If you call tate without providing any arguments, it will expect you to provide input using standard input (keyboard). After you are done typing you can use cmd + D to trigger EOL (End of Line) and the result will printed in the next line.

Standard Streams

You can pipe the output of another command into tate.

curl gov.bg/bg | tate --lang=bg > index.html

Language Support

There are custom filters for:

Azeri, Bulgarian, Catalan, French, German, Hungarian, Polish, Romanian, Portuguese, Spanish, and Vietnamese.

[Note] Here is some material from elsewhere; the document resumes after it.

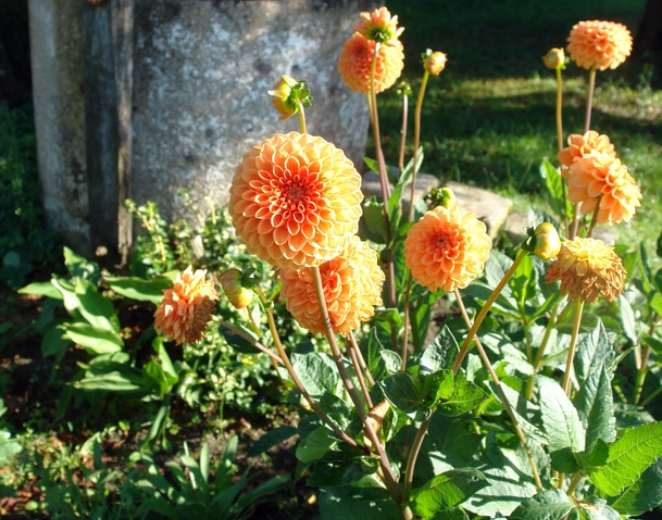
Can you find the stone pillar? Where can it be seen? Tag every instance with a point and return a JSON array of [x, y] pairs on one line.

The following languages are known to work (w/o custom filters):

Croatian, Czech, Danish, Esperanto, Estonian, Finnish, Icelandic, Latvian, Lithuania, Norwegian, Scottish, Slovak, Slovenian, Swedish, Turkish, and Welsh.

What's next?

Russian, Irish, Arabic, and Yoruba.

Is it any good?

Yes.

Support

This gem is tested against the following Ruby versions:

  • 3.2.2 (stable)
  • 3.1.4 (stable)
  • 3.0.6 (security maintenance)
  • 🪦 2.7.8 (end of life)

Development

After checking out the repo, run bin/setup to install dependencies. Then, run rake spec to run the tests. You can also run bin/console for an interactive prompt that will allow you to experiment.

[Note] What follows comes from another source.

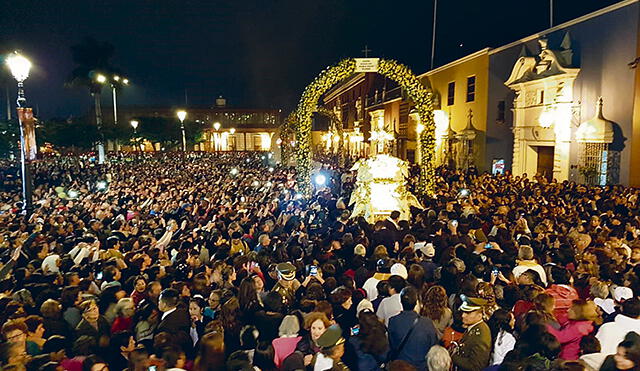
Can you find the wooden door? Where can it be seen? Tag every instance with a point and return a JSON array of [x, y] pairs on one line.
[[545, 161]]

To install this gem onto your local machine, run bundle exec rake install. To release a new version, update the version number in version.rb, and then run bundle exec rake release, which will create a git tag for the version, push git commits and tags, and push the .gem file to rubygems.org.

Contributing

  1. Fork the repository
  2. Create your feature branch (git checkout -b add-irish-support)
  3. Commit your changes (git commit -am 'Add Irish language support')
  4. Push to the branch (git push origin add-irish-support)
  5. Create a new Pull Request

Custom Filters

You can add custom language filters under lib/rules directory.

Donations ❤️

You can donate me at Liberapay. Thanks! ☕️

Trivia

tate is short for transliterate.

Nobody has time to type transliterate in the terminal.

License

Copyright © 2016-2023 Kerem Bozdas

This project is available under the terms of the MIT License.